Remix.run Logo
CamperBob2 3 hours ago

What quant? I just ran Repeat the word "potato" 100 times, numbered and it worked fine, taking 44 seconds at 24 tokens/second. Command line:

    llama-server ^
      --model Qwen3.5-27B-BF16-00001-of-00002.gguf ^
      --mmproj mmproj-BF16.gguf ^
      --fit on ^
      --host 127.0.0.1 ^
      --port 2080 ^
      --temp 0.8 ^
      --top-p 0.95 ^
      --top-k 20 ^
      --min-p 0.00 ^
      --presence_penalty 1.5 ^
      --repeat_penalty 1.1 ^
      --no-mmap ^
      --no-warmup
The repeat and/or presence penalties seem to be somewhat sensitive with this model, so that might have caused the looping you saw.
throwdbaaway 12 minutes ago | parent [-]

I don't quite get the low temperature coupled with the high penalty.

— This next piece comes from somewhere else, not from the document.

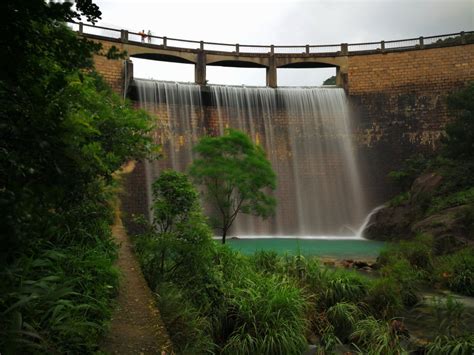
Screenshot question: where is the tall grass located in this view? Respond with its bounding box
[350,317,408,355]
[222,275,307,354]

We get thinking loop due to low temperature, and we then counter it with high penalty. That seems backward.

For Qwen3.5 27B, I got good result with --temp 1.0 --top-p 1.0 --top-k 40 --min-p 0.2, without penalty. It allows the model to explore (temp, top-p, top-k) without going off the rail (min-p) during reasoning. No loop so far.